In [5]:
import pandas as pd,numpy as np, os, joblib
from sklearn.model_selection import train_test_split
from sklearn.metrics import mean_absolute_error, mean_squared_error
from sklearn.preprocessing import OneHotEncoder
from sklearn.compose import ColumnTransformer
from xgboost import XGBRegressor

os.makedirs("models",exist_ok=True)
os.makedirs("outputs",exist_ok=True)

TRAIN_FILE="ltv_train.csv"
MODEL_PATH="models/ltv_xgb.joblib"
PRED_PATH="outputs/ltv_predictions.csv"

In [8]:
df=pd.read_csv(TRAIN_FILE)
print("Loaded:", TRAIN_FILE,"shape:",df.shape)
display(df.head())

Loaded: ltv_train.csv shape: (51, 14)


Unnamed: 0,customer_id,frequency,monetary_sum,monetory_avg,last_order_date,first_order_date,distinct_categories,avg_items,recencey_days,tenure_days,orders_30d,orders_90d,orders_180d,ltv_12m
0,C0001,2,1650,825.0,2023-05-11,2023-02-15,2,1.5,600,685,0.0,0.0,0.0,3620.0
1,C0002,4,2480,620.0,2024-03-29,2022-12-28,4,1.75,277,734,0.0,0.0,0.0,2970.0
2,C0003,4,2790,697.5,2024-07-19,2023-03-22,4,1.25,165,650,0.0,0.0,1.0,3230.0
3,C0004,4,4540,1135.0,2024-11-01,2020-08-12,4,1.5,60,1602,0.0,2.0,2.0,2770.0
4,C0005,3,1775,591.666667,2024-06-05,2021-06-30,3,1.0,209,1280,0.0,0.0,0.0,830.0


In [9]:
print(df['ltv_12m'].describe().to_string())
print("zero-LTV %:",(df['ltv_12m']==0).mean()*100)
USE_LOG=True

count      51.000000
mean     3490.392157
std      1497.652778
min         0.000000
25%      2665.000000
50%      3280.000000
75%      4185.000000
max      8050.000000
zero-LTV %: 1.9607843137254901


In [11]:
candidate=["frequency","monetory_sum","monetory_avg","avg_items","distinct_categories","recency_days","tenure_days","orders_30d",
           "orders_90d","or ders_180d","age","acq_channel_count","signup_tenure_days"]
features=[f for f in candidate if f in df.columns]
cats=[c for c in["region","acquisition_channel"] if c in df.columns]
print("Numeric features:", features)
print("Categorical features:", cats)

Numeric features: ['frequency', 'monetory_avg', 'avg_items', 'distinct_categories', 'tenure_days', 'orders_30d', 'orders_90d']
Categorical features: []


In [13]:
train_df, val_df= train_test_split(df, test_size=0.2, random_state=42)
print("Train:",train_df.shape, "Val:", val_df.shape)
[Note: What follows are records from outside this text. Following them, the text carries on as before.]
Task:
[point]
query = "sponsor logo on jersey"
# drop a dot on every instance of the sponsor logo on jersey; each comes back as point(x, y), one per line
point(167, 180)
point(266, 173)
Train: (40, 14) Val: (11, 14)


In [14]:
# create ColumnTransformer (one-hot small cats)
transformers = []
if cats:
    transformers.append(("cat", OneHotEncoder(handle_unknown="ignore", sparse=False), cats))
preprocessor = ColumnTransformer(transformers=transformers, remainder="passthrough", verbose_feature_names_out=False)
preprocessor.fit(train_df[features + cats])
X_train = preprocessor.transform(train_df[features + cats])
X_val   = preprocessor.transform(val_df[features + cats])

if USE_LOG:
    y_train = np.log1p(train_df['ltv_12m'].values)
    y_val = np.log1p(val_df['ltv_12m'].values)
else:
    y_train = train_df['ltv_12m'].values
    y_val = val_df['ltv_12m'].values

print("X_train shape:", X_train.shape, "y_train len:", len(y_train))

X_train shape: (40, 7) y_train len: 40


In [16]:
model = XGBRegressor(n_estimators=1000, learning_rate=0.05, max_depth=6, subsample=0.8,
                     colsample_bytree=0.8, random_state=42, n_jobs=-1)
model.fit(X_train, y_train)
joblib.dump({"model":model, "preprocessor":preprocessor}, MODEL_PATH)
print("Saved model:", MODEL_PATH)

Saved model: models/ltv_xgb.joblib


In [17]:
pred_val = model.predict(X_val)
if USE_LOG:
    pred_val_inv = np.expm1(pred_val)
    y_val_inv = np.expm1(y_val)
else:
    pred_val_inv = pred_val
    y_val_inv = y_val

mae = mean_absolute_error(y_val_inv, pred_val_inv)
rmse = mean_squared_error(y_val_inv, pred_val_inv, squared=False)
print(f"Validation MAE: {mae:.2f}")
print(f"Validation RMSE: {rmse:.2f}")
pd.Series({"MAE":mae,"RMSE":rmse}).to_json("outputs/model_metrics.json")

Validation MAE: 1083.84
Validation RMSE: 1345.63


In [19]:
all_feat = pd.read_csv("ltv_features_raw.csv")
X_all = preprocessor.transform(all_feat[features + cats])
pred_all = model.predict(X_all)
if USE_LOG: pred_all = np.expm1(pred_all)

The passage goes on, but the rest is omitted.